Глядя на его узкое смуглое лицо с лезвиистым узким носом, оттененное черными, со жгучинкой дужками-бровями, на нерусскую строгость и красоту, что отчетливо, до внезапной сладостной боли, отозвавшейся в сердце, она увидела в ту минуту — от мороза, обжегшего их, впалые, бритые его щеки отливали темным багрянцем, — она больше не могла владеть собою: та невменяемость, взлет чувств толкнули ее к нему, и, не слушая его слов, она порывисто обхватила его, стала целовать примороженные щеки, нос, сухой и костистый, чуть выперший островатый подбородок, повторяя жарко, запально:

— Мой, мой! Хоть недолго, одну ночь — но мой! Так и знай, — был мой! И пусть люди видят, пусть, пусть!

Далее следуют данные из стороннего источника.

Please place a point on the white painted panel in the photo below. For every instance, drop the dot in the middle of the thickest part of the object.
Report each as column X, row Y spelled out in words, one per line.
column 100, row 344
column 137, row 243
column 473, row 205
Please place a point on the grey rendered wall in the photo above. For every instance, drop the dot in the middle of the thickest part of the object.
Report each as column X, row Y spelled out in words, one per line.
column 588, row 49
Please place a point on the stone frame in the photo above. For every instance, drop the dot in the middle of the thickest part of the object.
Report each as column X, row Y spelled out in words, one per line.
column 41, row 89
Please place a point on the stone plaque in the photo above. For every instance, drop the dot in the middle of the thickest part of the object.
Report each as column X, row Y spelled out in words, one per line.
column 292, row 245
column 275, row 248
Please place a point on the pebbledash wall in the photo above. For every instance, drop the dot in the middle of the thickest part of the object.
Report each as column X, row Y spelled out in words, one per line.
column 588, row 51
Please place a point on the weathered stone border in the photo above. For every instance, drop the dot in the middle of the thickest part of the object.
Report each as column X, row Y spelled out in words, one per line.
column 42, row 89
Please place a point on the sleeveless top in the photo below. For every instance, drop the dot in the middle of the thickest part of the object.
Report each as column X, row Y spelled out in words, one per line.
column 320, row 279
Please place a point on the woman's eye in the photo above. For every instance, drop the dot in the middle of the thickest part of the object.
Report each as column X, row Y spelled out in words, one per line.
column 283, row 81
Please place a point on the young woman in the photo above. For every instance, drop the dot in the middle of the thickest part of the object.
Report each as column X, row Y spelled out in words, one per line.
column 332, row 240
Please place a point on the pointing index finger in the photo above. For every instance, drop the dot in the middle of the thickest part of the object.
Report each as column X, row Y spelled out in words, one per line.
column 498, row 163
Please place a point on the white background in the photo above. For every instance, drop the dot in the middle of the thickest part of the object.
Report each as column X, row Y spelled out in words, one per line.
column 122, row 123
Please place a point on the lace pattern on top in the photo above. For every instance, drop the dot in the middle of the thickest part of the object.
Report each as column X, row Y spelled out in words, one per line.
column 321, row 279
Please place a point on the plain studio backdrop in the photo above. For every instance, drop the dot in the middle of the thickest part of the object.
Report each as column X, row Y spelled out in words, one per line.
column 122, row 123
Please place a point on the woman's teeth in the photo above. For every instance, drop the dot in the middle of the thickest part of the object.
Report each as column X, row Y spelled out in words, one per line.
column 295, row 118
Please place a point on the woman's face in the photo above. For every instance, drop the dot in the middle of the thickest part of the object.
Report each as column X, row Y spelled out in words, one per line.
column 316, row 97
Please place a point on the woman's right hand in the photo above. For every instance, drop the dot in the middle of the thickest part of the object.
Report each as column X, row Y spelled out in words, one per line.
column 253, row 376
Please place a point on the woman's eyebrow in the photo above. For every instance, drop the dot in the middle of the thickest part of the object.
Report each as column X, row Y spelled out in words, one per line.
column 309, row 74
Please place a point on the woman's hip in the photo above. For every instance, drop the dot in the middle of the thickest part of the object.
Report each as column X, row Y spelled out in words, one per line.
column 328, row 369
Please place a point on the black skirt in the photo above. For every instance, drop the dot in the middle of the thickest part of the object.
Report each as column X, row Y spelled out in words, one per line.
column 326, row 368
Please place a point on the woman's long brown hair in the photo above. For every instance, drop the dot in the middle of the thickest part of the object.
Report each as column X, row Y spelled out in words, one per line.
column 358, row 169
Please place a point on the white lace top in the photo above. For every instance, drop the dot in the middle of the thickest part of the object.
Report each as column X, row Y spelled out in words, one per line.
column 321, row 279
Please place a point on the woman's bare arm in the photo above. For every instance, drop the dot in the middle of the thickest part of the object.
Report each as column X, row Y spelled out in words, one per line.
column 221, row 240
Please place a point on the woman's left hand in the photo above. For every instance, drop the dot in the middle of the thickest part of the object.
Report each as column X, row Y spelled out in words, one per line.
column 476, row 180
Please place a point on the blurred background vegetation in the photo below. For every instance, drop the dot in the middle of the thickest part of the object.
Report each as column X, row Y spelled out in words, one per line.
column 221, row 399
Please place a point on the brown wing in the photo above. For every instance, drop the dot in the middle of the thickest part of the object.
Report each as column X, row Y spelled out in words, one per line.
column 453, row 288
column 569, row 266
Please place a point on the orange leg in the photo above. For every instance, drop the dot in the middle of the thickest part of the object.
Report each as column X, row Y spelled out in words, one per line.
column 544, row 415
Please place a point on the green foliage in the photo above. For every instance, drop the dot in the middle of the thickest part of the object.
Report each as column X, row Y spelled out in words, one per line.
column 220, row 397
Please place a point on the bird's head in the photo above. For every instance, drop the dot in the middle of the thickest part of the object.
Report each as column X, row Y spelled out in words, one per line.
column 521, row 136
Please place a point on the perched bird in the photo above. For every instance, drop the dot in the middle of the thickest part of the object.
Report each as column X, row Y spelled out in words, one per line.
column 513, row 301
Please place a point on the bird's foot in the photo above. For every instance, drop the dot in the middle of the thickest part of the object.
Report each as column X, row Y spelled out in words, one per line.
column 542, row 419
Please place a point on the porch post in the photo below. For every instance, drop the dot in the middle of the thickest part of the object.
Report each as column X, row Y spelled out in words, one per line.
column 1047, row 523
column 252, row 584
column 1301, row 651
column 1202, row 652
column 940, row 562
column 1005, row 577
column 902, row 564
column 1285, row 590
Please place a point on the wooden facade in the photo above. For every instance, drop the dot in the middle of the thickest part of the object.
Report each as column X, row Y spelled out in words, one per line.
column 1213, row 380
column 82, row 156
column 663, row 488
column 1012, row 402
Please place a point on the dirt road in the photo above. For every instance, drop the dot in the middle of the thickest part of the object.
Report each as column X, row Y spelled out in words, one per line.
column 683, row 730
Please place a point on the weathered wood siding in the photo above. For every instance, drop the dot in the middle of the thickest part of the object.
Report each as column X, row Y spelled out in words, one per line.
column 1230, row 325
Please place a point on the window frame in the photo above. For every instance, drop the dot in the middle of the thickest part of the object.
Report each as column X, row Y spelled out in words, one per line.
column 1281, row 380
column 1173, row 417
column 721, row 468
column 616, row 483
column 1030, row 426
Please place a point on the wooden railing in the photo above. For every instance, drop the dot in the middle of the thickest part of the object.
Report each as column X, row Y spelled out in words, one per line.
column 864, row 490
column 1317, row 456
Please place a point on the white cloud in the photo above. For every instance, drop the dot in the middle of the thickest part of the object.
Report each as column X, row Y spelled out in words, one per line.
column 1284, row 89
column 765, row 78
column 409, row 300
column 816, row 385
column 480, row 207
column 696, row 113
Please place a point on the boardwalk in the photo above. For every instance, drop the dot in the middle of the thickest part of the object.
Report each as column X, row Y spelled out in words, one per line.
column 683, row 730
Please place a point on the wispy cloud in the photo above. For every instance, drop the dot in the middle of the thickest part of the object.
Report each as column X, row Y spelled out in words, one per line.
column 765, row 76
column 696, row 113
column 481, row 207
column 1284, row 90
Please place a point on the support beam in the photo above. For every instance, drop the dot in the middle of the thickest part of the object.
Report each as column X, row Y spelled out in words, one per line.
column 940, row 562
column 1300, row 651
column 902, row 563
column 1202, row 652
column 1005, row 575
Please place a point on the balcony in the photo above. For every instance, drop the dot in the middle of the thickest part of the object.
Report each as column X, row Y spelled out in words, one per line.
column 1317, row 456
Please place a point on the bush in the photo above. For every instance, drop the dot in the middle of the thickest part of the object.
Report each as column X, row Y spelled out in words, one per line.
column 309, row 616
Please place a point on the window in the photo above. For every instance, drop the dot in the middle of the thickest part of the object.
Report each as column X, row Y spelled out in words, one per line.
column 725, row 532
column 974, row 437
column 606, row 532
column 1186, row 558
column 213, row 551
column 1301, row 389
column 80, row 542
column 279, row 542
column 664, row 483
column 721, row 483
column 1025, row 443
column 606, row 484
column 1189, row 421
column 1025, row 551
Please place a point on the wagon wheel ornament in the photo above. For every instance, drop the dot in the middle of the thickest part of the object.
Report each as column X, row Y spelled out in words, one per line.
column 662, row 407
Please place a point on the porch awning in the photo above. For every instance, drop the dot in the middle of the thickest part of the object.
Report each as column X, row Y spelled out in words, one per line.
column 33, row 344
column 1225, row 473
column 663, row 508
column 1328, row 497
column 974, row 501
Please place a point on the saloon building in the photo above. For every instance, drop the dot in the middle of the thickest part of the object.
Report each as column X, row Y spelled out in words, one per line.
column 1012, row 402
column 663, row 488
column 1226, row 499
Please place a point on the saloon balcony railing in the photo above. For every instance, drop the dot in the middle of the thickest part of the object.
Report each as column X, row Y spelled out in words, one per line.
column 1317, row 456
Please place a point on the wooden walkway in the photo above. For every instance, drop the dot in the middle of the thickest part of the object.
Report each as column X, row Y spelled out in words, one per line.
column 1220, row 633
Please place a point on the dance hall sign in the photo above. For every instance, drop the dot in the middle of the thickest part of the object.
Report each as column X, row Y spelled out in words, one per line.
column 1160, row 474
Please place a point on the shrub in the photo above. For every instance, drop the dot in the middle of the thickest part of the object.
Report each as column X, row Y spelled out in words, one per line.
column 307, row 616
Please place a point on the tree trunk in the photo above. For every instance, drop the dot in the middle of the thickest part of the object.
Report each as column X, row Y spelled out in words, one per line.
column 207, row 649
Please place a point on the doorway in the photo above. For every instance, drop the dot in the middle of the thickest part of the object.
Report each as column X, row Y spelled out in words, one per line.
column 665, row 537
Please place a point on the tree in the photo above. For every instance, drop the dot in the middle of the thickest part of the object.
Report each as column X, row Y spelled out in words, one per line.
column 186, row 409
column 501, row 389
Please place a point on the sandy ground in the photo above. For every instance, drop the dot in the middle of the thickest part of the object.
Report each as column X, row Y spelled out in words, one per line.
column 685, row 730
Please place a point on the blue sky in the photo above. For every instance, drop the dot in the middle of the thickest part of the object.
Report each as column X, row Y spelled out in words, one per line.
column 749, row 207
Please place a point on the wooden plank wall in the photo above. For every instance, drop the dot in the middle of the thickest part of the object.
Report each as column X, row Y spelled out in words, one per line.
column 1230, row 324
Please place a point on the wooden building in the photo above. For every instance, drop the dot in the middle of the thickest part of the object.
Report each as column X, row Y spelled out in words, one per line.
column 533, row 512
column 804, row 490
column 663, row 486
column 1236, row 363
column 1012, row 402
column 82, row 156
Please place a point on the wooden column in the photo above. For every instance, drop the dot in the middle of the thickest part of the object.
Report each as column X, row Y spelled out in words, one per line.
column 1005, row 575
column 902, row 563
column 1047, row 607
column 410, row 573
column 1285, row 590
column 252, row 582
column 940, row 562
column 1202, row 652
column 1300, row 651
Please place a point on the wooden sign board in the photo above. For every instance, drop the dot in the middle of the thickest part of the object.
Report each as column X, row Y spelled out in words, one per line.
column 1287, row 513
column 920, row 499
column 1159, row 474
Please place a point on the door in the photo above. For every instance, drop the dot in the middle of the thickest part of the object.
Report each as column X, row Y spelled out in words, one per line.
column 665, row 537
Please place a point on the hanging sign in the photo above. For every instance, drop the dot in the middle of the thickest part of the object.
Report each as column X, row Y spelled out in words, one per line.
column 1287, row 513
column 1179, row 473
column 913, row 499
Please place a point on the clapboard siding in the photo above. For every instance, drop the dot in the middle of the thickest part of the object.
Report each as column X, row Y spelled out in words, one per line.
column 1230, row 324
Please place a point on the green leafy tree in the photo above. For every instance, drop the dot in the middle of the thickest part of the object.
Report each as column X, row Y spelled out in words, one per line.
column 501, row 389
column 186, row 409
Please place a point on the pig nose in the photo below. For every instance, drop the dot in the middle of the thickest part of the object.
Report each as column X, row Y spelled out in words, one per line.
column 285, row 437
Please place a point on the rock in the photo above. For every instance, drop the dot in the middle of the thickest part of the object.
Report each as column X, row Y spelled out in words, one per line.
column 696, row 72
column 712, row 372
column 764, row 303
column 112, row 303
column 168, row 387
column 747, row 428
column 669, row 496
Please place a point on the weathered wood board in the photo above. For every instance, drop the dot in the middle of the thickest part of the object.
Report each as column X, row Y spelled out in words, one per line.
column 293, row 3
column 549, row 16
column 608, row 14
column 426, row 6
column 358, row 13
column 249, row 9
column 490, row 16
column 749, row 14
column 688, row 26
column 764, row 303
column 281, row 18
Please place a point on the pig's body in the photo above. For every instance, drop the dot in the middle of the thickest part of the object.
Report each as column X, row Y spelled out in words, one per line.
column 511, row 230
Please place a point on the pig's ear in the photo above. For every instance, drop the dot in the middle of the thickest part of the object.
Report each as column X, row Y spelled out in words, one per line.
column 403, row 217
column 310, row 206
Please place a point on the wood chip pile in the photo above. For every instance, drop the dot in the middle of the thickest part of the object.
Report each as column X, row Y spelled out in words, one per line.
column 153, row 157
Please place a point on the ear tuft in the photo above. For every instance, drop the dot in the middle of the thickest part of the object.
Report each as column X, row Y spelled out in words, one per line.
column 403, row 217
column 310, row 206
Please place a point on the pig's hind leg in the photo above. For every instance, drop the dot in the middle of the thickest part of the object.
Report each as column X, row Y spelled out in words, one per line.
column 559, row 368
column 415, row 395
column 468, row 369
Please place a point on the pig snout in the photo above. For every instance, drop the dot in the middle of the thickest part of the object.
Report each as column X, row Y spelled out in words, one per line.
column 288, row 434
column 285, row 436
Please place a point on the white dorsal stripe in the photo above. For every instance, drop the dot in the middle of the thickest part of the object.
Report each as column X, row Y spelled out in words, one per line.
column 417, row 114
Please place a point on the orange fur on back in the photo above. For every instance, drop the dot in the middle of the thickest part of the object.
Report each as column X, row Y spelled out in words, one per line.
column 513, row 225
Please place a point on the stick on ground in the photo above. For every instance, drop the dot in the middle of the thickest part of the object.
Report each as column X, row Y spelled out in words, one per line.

И разом затихла, обессиленная, вовсе не думая, как он принял ее признание, ее срыв, как отреагировал, — расцепив руки, пошла, еще не соображая куда, пошла от него, мимо живой человеческой изгороди, среди черневших стволов лип и тополей, взбивая подшитыми пимами наметы снега, припорошенного гаревой сухой пылью.

На душе у нее было безмятежно, возвышенно.

2

По деревянному пешеходному мостку перешла Филипповку; ноздрястый желтоватый лед, отколовшийся от берегов и осевший, был прочным; возле огромной проруби с оплавленными краями какая-то баба стирала белье, колотила прямо на льду рубелем; старая корявая и темная ветла одной половиной сломилась у самого основания, рухнула на лед, раскидав вокруг обломки сучьев: то ли от старости, одряхлев, не выдержала, упала, то ли недавно бушевавшие бураны свалили ее, — все это вскользь коснулось сознания Идеи Тимофеевны.

Она была вся в знакомой воскрыленности и легкости. Когда, миновав тополя в проулке, вышла из-за торца дома, вошла в подъезд, взбежала по деревянной скрипучей лестнице на второй этаж, перед обитой старой мешковиной дверью ей вдруг в испуге, в обрушной остолбенелости пришло: а если, если он дома, встанет вот сейчас в дверях — мол, вы и — зачем?.. Подхлестнутое, колотилось сердце гулко, казалось, прямо по грудной клетке; сжимаясь вся под ватником, утихомиривая сердечный сбой, решила: «Пришла по делу, выручаю Матрену Власьевну, в конце концов, могу и предложить — пусть на время и удалится…»

Открыв дверь ключом, переступив порог, поняла: зря беспокоилась, у страха, известно, глаза велики, — она одна в пустой квартирке, где хозяин бывает явно редко, на бегу, должно, и спать-то является не всегда по военным временам.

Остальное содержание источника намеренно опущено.